I have a suggestion for the PyC production team: bring in a new character, a mysterious Tibetan Buddhist (plenty of them in Wales) who wants to set up a Buddhist centre in the village, and transform all their rage into equanimity by teaching them to meditate.  The village divides into those who like the idea and those who are against the thought of non-Welsh-speaking immigrants arrogantly displacing the power of the chapel.  One of the local girls falls for the lama and he resists the temptation for only so long, and then….oh hang on I am going down the same old road myself!  Conflict, battles, hatred, murder, remorse, misery, loss and suffering.  It’s true: equanimity just doesn’t cut the mustard when it comes to gripping drama.  And of course I will watch, just to see how bad it can get.

The New Guys on the Block

ImageI had a rest day on Sunday, having been racing around and doing my OU final marking and rewriting screenplay for eighth (and not the last) time.  I was sitting in my cabin reading ‘The New Confessions’ by  William Boyd  and drinking wine when I heard a whickering noise.  Immediately I was on my feet and a good thing too, because here they were, the new ponies, cantering down my drive, nostrils flaring, three hopeful sheep close behind them.  I had left my gate open and they had already escaped from a holding field somewhere (Nigel or is it Lewis, will you put a fastening on that bloody gate?) and, had I been closeted with my computer marking, my hedge/fruit trees/veggie patch would have been trampled/consumed/desecrated.  I soon chased them out with shouts and waving arms.
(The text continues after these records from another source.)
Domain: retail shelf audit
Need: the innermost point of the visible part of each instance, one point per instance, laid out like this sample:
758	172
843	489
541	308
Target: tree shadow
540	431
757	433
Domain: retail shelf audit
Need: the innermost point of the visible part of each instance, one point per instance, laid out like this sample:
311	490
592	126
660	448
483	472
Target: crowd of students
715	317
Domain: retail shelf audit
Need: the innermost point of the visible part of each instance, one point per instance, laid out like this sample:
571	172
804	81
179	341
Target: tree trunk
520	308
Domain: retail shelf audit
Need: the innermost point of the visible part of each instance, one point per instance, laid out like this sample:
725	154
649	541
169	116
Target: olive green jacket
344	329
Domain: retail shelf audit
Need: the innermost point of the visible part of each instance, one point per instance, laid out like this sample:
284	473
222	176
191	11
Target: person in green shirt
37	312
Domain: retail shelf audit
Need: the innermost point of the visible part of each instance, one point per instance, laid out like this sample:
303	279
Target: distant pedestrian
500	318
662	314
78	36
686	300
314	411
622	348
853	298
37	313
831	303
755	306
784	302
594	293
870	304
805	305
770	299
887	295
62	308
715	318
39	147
Later that evening I stood at my gate and watched the high-spirited newcomers galloping around.  They are funny little horses, these Welsh ponies, usually white or grey, with big flared nostrils, not pretty but animated.   When it rains or snows they just stand there, immobile, enduring, until their owner (breeding them is a hobby round here) either moves them or sells them on.  I always ask Edna, my neighbour, whose husband is one of the fanciers, what he does with them.  She told me the first year that ‘he puts them in tack’ which I took to mean they were tucked away in some nice warm stable for the winter.  But doubt set in when I was told how little they earned on the market.  Could it be that he sold them to overseas buyers for horsemeat?  I went hot and cold at the thought of my stolid companions through the long dreich winter, being minced up for burgers.  Edna is unspecific and evasive, so I don’t know the truth.

I only know that, at the winter solstice, when I walked out in the pitch dark to stretch my legs after a long meditation session, I could hear them rustling near me as I skirted the lake.  Perhaps with senses heightened from meditation, I began to sense them perceiving me, examining me curiously and in a not particularly friendly manner.  It was a clouded, moonless night and I could see nothing in the dark.  My heart started to thump.  I was scared.  It seemed that the darkness was revealing their true agenda.  I walked as quickly as I safely could back through my gate.

I have had more respect for them since that.  Last night I heard them galloping, whinnying and neighing on and off throughout the whole night, disturbed no doubt to find themselves so suddenly transported to this open common, with kites, curlews, coots and lapwings for company. And me of course.  I raked up the grass cuttings from a strimming session and put them out on the common for them to eat.  They glared at me balefully, clearly wishing to get over the cattle grid and back to my rich grass, not be content with my offering.  But they did eat the cuttings.